CN117303559A - An electrochemically enhanced anaerobic ammonium oxidation membrane bioreactor based on conductive separation membrane and its biological denitrification method - Google Patents

Abstract

The invention discloses an electrochemical reinforced anaerobic ammonia oxidation membrane bioreactor based on a conductive separation membrane and a biological denitrification method thereof. The membrane bioreactor comprises a reactor shell, an anode, a cathode, a direct current power supply, a water inlet pipeline and a water outlet pipeline; the reactor shell is filled with anaerobic ammonia oxidizing bacteria, the bottom of the reactor shell is provided with a water inlet, and the water inlet is connected with a water inlet pipeline; the anode and the cathode are positioned in the reactor shell; the positive electrode of the direct current power supply is connected with the anode, and the negative electrode of the direct current power supply is connected with the cathode; the cathode is a conductive film component, the top of the conductive film component is provided with a water outlet, and the water outlet is connected with a water outlet pipeline. The invention couples membrane biological treatment with electrochemical technology, can effectively intercept and enrich anaerobic ammonia oxidation bacteria and strengthen denitrification effect of the anaerobic ammonia oxidation bacteria, and simultaneously relieves membrane pollution through electrostatic repulsion.

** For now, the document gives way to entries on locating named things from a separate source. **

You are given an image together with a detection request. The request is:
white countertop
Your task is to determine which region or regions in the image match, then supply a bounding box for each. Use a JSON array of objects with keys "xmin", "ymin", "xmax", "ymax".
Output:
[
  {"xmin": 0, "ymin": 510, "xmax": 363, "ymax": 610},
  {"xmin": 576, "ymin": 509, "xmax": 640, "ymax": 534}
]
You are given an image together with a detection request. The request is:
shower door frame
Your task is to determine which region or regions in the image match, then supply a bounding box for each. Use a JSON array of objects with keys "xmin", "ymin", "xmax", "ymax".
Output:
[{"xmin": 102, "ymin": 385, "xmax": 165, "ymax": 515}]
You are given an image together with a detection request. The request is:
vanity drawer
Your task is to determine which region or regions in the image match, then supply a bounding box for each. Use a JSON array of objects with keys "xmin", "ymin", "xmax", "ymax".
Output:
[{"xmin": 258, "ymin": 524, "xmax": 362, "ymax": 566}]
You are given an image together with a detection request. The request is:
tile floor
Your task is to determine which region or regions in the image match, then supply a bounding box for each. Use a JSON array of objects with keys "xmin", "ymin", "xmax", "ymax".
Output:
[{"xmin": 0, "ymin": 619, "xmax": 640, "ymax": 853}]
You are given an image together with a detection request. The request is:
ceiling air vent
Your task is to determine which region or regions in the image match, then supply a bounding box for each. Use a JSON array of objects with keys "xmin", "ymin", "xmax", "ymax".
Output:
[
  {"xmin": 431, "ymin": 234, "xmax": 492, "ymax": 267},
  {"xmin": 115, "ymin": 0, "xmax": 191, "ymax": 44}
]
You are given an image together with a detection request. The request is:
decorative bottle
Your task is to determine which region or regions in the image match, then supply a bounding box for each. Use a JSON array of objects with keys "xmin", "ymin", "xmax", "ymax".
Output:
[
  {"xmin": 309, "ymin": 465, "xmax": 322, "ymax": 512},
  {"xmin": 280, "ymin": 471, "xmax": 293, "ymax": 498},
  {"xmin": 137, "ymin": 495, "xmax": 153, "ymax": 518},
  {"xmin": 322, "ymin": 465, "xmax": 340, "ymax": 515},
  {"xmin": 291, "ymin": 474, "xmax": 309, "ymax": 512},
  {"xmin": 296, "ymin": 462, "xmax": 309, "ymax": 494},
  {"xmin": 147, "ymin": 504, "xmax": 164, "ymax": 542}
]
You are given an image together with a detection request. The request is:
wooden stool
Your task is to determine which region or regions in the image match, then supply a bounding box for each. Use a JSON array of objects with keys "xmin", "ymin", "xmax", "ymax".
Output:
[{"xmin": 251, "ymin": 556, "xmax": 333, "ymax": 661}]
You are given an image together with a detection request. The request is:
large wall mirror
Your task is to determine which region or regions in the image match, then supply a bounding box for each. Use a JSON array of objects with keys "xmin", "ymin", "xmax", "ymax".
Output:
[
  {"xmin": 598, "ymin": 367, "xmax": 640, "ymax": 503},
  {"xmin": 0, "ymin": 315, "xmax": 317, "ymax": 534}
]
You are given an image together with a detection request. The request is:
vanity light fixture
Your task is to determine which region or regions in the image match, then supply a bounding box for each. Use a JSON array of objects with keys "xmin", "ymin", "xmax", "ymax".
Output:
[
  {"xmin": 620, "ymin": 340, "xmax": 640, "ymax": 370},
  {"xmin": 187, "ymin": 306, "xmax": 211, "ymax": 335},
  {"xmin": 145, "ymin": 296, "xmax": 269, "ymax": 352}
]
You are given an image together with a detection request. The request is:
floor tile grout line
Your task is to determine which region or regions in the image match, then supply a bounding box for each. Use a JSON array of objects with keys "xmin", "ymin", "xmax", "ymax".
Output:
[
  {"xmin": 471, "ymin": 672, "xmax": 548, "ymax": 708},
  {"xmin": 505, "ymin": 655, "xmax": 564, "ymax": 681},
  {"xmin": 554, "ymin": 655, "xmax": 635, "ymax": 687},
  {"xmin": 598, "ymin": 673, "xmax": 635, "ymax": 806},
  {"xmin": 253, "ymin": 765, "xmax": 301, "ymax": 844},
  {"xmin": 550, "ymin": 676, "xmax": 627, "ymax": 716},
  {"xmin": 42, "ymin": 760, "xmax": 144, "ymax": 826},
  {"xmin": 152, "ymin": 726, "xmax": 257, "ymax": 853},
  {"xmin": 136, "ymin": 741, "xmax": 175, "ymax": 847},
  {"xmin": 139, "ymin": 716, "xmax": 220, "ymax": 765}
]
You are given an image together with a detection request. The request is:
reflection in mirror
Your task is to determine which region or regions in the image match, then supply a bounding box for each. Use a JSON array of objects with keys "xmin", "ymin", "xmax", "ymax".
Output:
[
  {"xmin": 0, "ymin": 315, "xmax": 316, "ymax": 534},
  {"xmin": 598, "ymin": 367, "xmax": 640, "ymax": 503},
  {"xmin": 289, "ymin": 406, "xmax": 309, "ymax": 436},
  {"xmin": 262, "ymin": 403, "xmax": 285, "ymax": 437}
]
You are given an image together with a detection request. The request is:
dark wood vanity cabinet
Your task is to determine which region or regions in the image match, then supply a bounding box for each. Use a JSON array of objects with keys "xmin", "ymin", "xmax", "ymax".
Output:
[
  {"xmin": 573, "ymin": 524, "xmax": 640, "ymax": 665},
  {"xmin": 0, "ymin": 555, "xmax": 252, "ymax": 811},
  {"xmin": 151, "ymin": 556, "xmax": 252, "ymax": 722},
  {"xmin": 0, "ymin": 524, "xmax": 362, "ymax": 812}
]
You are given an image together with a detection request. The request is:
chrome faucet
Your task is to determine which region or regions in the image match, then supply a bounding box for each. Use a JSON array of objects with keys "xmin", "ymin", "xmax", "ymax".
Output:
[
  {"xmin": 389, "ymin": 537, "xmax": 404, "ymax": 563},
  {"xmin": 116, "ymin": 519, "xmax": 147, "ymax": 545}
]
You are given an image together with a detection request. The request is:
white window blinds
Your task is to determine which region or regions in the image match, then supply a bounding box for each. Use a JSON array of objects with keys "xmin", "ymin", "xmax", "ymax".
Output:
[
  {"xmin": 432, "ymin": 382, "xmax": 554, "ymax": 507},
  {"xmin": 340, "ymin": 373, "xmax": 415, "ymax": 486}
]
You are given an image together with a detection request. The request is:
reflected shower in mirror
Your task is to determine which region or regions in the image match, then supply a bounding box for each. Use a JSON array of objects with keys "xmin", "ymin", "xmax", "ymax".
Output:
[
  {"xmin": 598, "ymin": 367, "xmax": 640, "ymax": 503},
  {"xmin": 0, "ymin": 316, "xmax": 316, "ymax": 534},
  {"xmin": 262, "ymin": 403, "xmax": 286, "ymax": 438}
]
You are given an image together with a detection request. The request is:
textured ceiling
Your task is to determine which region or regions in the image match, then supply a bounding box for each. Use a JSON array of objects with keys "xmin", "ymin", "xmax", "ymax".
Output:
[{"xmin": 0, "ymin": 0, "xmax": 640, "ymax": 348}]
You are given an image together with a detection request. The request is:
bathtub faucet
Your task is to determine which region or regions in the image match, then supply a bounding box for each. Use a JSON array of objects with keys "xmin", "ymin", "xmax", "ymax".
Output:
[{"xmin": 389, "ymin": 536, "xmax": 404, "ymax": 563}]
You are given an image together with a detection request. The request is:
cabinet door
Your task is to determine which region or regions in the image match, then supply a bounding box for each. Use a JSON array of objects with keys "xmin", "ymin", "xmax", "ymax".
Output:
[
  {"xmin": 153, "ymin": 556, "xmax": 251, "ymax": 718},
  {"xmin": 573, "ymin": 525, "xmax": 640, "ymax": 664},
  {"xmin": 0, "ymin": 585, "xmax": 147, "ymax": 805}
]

The device has good denitrification performance, effectively relieves membrane pollution, is simple to operate, and has wide application prospect.

Description

An electrochemically enhanced anaerobic ammonium oxidation membrane bioreactor based on conductive separation membrane and biological denitrification method

Technical field

The present invention relates to the technical field of sewage treatment, specifically, to an electrochemically enhanced anaerobic ammonium oxidation membrane bioreactor based on a conductive separation membrane and its biological denitrification method.

Background technique

Traditional nitrification and denitrification biological denitrification processes require aeration and addition of additional carbon sources, resulting in high operating costs. Anaerobic ammonium oxidation (Anammox) uses nitrite as the electron acceptor and ammonia nitrogen as the electron donor to generate nitrogen under anaerobic conditions. Compared with the traditional denitrification process, the anaerobic ammonium oxidation process has the advantages of saving external carbon sources, saving oxygen supply energy consumption, reducing residual sludge production, and reducing greenhouse gas emissions. Therefore, it is considered a promising new denitrification process. . However, anaerobic ammonium oxidizing bacteria are difficult to enrich and have low biological activity, which results in long start-up time and difficulty in stable operation, which seriously hinders the large-scale application of this process. Therefore, taking effective measures to enhance the enrichment and biological activity of anaerobic ammonium oxidizing bacteria is a top priority to promote the application of this technology.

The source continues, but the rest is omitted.